Signora Giacomi took one look at Bronwen and marched her straight across the café and up the stairs to an oppressively beamed garret at the back of the house. It smelt of mothballs, but everything was scrupulously clean, and there was even a jar of wild flowers on the small table beside the bed. ‘You are sick, no? I take care, but first you rest,’ she told Bronwen, then turning to Marian, ‘You have the room the other side.’ Leading the way, she took Marian into the next door room which was a mirror image of Bronwen’s.
‘Thank you,’ Marian said, smiling at the old woman and liking her instinctively.
‘You come to have meal with my family in one hour, sì? We have the tripe, a good dish here, but not in your country I think.’
Marian laughed. ‘No, not in my country. But I’ve never had it, so yes, I’ll join you. Thank you. I’m not sure about Bronwen, though.’
‘I make something special for your friend, make her well soon, and I have the cream to soothe the skin,’ and chuckling happily, she went out of the room.
Marian flopped down on the bed, and lay quietly listening to the rain outside. The wind seemed to have picked up too, but she guessed that was because they were so high up. She must have dozed off then, because the next thing she knew there was a tap on her door and Signora Giacomi was calling out that her meal was ready.
When she got downstairs she was surprised to see Bronwen. She was huddled into a blanket by a fire that hadn’t been lit when they first arrived, and sipping from a bowl of hot soup.
‘How are you feeling?’ Marian asked.
‘Better now we’re out of Florence. You should taste some of this, Marian, I don’t know what it is, but it’s delici
ous.’
‘This is only for the sick one,’ Signora Giacomi informed them as she bustled into the room, carrying a tray of piping hot tripe. ‘Here is for you,’ she told Marian, and as she set the tray down on the table her husband came in, followed by a young man with a thin, dour face, dressed in shabby clothes as though he had just come in from the vineyards, and a woman who looked rather smarter.

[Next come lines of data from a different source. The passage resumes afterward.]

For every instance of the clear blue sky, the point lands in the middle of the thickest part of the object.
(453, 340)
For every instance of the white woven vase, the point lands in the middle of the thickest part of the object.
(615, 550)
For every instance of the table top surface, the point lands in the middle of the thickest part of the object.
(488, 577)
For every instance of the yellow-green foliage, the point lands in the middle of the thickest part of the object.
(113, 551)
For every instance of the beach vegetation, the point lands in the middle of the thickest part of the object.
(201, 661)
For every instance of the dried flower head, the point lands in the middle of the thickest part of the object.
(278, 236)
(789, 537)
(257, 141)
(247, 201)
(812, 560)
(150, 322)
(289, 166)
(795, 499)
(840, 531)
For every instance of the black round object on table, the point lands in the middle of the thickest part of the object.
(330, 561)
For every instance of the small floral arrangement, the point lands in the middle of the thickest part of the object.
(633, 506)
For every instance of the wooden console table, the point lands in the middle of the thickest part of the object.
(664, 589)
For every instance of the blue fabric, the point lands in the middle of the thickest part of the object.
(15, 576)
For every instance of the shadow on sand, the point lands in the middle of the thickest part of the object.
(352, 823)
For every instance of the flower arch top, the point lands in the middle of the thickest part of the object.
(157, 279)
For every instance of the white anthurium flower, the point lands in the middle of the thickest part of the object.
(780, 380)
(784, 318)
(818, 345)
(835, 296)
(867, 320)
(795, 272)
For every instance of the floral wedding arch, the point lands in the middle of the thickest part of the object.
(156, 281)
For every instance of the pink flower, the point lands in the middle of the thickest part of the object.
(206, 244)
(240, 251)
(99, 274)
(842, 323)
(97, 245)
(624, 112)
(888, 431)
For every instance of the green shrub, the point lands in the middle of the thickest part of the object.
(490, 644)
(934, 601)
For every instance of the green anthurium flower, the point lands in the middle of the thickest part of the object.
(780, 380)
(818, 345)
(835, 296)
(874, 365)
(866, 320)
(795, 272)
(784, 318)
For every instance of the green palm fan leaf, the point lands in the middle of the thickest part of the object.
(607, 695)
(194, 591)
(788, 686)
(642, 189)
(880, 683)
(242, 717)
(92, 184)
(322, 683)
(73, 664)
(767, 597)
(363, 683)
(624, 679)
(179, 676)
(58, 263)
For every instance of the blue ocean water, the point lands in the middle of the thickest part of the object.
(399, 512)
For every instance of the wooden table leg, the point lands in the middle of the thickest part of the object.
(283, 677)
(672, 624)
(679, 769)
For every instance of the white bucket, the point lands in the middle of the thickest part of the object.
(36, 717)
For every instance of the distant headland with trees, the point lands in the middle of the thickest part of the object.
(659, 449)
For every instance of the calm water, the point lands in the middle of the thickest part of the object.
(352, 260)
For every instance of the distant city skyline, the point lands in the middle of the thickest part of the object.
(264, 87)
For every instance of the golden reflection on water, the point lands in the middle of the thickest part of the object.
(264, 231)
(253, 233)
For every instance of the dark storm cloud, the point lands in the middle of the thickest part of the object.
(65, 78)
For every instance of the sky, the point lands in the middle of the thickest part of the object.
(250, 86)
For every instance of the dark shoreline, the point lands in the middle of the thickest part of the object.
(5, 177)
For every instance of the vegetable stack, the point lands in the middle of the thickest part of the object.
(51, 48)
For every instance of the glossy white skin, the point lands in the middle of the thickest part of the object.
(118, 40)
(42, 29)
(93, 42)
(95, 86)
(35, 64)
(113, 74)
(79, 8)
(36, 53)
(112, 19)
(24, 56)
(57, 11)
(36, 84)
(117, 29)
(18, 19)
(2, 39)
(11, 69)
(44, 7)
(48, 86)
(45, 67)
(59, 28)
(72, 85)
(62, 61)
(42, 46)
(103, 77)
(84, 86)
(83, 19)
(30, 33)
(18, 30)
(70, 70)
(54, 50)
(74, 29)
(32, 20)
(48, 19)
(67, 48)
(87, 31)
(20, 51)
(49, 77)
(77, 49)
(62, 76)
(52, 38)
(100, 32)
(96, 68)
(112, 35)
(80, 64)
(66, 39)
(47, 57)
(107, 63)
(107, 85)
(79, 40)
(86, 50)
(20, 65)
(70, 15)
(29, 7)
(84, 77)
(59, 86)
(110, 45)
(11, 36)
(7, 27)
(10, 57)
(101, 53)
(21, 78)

Signora Giacomi introduced them as her son and daughter-in-law who lived in the village.
The meal passed pleasantly, the tripe was delicious, Marian told the Signora – and she meant it. From her place in the corner Bronwen joined in the conversation – much to Marian’s relief, for Bronwen’s Italian was good and, apart from the old woman, none of the Giacomi family spoke English. It was odd, Marian thought, that neither she nor Bronwen mentioned Olivia, especially since there had been no pre-arranged pact not to do so, but she told herself that it was a sensitive subject and not one to be broached so soon after their arrival.
When lunch was over, Bronwen returned to her room and Marian went off in search of a phone, but all she could find was a battered old contraption in a booth that opened off the café. She sighed wearily; it looked as though it hadn’t been used since the war. Signora Giacomi saw her looking and laughed. ‘You like to make telephone call?’ she said.
Knowing she was about to ask the impossible, Marian made a grimace of apology. ‘I need to call America,’ she said, and immediately wished she hadn’t because the Signora’s face became suddenly hostile.